Trick or Tipsy
SF’s first annual WhiskyFest was a few weeks ago (you can read all about it in Jordan’s recap, WhiskyFest Report), and while I missed the event, I made up for it on Halloween. I had two stops that night—the latter one involving a costume—so I donned my magenta wig, painted on some makeup and ran to event number one—a whisky-pairing dinner at Absinthe for Suntory Yamazaki.
Being a quarter Scotch-Irish, I feel as if I should have some innate knowledge of whisky, and maybe I do, but I was out of my league that night. Local spirits writer Camper English, David Wondrich (spirits writer from Esquire) and Executive General Manager Mike Miyamoto of the Suntory Distillery near Kyoto were among the esteemed attendees. Oh, and I should mention that Jeff Hollinger, author of The Art of the Bar, was our bartender.

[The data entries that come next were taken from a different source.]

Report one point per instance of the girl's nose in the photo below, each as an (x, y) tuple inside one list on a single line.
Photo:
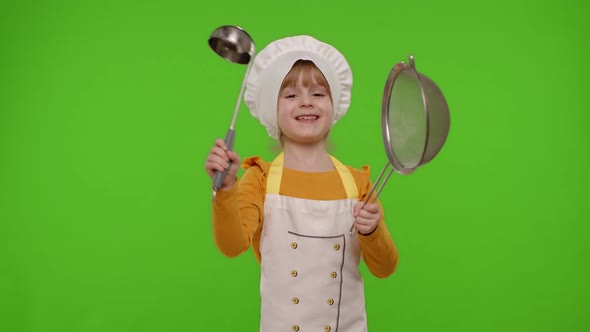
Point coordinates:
[(305, 101)]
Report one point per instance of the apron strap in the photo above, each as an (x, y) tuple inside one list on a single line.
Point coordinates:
[(275, 174)]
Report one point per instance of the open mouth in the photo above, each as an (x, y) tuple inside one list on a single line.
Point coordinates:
[(307, 118)]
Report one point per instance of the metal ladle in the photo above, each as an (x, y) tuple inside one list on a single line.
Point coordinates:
[(233, 44)]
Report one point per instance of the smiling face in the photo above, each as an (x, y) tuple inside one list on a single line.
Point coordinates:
[(305, 113)]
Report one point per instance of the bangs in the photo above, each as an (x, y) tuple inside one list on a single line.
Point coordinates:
[(308, 72)]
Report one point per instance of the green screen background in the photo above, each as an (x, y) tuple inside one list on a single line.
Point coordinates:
[(109, 108)]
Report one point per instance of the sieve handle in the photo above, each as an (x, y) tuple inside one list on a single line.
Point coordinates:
[(379, 183)]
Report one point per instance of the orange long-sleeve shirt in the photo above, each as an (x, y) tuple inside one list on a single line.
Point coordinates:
[(238, 213)]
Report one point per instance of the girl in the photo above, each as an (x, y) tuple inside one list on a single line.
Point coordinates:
[(297, 210)]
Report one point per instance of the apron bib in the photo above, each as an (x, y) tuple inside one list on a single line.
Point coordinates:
[(310, 279)]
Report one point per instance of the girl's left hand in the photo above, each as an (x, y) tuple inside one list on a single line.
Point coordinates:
[(366, 217)]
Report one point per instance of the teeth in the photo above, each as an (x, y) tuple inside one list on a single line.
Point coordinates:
[(307, 117)]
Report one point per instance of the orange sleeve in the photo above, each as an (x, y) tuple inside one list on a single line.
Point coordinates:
[(238, 211), (378, 249)]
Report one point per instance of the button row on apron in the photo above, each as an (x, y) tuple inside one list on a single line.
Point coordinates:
[(335, 247), (327, 328), (295, 300)]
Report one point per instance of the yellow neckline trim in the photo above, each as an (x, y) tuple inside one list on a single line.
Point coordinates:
[(275, 174)]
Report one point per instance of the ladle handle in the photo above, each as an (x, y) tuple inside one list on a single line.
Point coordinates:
[(220, 176)]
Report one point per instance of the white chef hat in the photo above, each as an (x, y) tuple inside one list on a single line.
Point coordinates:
[(272, 64)]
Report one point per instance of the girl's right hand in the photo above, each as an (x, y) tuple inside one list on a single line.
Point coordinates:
[(218, 160)]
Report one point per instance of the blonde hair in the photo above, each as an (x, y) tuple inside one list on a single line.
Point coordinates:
[(308, 72)]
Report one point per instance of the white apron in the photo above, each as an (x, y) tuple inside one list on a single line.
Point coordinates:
[(310, 279)]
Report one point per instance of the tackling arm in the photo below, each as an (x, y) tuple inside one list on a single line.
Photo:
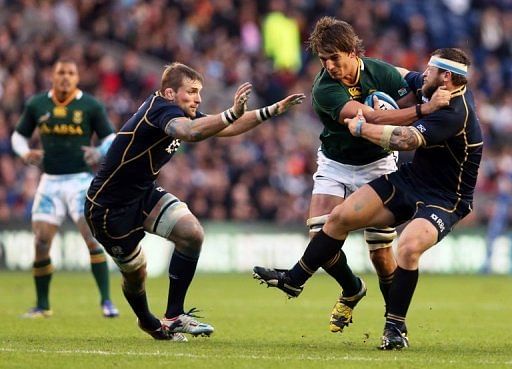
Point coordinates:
[(400, 117), (20, 147), (253, 118), (386, 136)]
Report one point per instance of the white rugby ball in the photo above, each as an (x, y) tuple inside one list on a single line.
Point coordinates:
[(386, 102)]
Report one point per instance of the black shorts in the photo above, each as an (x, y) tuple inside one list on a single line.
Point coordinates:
[(120, 229), (407, 201)]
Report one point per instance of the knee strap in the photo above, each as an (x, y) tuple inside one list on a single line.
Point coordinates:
[(315, 224), (379, 238)]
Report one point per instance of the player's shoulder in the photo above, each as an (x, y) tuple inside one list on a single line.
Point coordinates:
[(38, 98), (89, 99), (323, 83), (377, 67)]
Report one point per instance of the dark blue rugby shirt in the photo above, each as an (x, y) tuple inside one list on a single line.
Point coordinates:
[(137, 154), (448, 160)]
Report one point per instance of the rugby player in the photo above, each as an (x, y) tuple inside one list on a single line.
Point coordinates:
[(345, 162), (432, 193), (123, 201), (66, 119)]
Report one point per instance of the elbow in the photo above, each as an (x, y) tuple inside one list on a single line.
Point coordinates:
[(374, 117), (195, 136)]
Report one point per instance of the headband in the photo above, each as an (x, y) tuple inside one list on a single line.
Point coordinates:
[(452, 66)]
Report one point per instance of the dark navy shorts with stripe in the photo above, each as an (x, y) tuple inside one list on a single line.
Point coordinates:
[(408, 201), (120, 229)]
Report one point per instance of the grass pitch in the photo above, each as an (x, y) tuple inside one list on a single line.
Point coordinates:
[(454, 322)]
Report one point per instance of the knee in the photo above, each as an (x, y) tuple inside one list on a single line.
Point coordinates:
[(42, 243), (409, 253), (338, 222), (133, 282)]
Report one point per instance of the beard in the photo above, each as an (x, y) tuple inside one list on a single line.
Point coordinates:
[(428, 89)]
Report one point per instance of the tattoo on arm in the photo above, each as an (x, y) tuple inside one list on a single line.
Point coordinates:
[(196, 136), (404, 139), (170, 128)]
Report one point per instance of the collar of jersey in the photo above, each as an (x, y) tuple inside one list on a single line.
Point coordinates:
[(360, 67), (77, 94)]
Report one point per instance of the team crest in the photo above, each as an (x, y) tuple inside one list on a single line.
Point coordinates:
[(60, 112), (173, 146), (78, 116)]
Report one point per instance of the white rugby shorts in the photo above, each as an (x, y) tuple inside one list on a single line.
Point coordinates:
[(337, 179), (58, 195)]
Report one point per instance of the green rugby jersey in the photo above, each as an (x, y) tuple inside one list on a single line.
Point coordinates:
[(329, 96), (64, 128)]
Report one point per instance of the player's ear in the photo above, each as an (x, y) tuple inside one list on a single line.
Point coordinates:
[(169, 93), (447, 76)]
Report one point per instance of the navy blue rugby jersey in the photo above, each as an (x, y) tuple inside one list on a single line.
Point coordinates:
[(137, 154), (447, 162)]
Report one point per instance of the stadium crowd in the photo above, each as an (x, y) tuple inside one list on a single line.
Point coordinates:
[(121, 48)]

Upon arrival, everyone was hanging out by the bar sipping specialty cocktails created by Jeff for the occasion. (I was late because of MUNI, and would’ve been even tardier had I stopped Gavin in front of Citizen Cake to share my latest opinion on MUNI’s failures.) My drink was a zesty one with lemon and ginger. When we sat down for our three-course dinner, we were also served wine—red or white (my poor liver). With our first course (mine was a Jerusalem artichoke soup with kaffir lime, a drizzle of walnut oil and garnish of micro cilantro), we had the 12-year Yamazaki. It was totally agreeable and left that signature nice warmth in my mouth and down my throat. Mike shared a story of his post-work ritual involving an “award” of a glass of Suntory Yamazaki-12 and a splash of Suntory soda water at home.
The main course—I ordered the grilled blue nose bass over a butternut squash puree—was paired with the 18-year Yamazaki. But my favorite—and probably the obvious favorite, as it might’ve been one of the last bottles available—was the 25-year, which was served with dessert (me: apple tart). Smooth, caramelly and the perfect meal ender.
So there I was with six guys talking about everything from Paris (Hilton) and Britney to the nuances of Japanese oak and the splendor of Hibiki (Suntory’s blended whisky) over a whisky dinner as a world of pirates, cowboys and trick-or-treaters passed by on the sidewalk.
Watch out world, Japanese whisky is good and only getting better. Stop over at Absinthe or Nihon (and a bunch of other places) to sample for yourself. Kampai!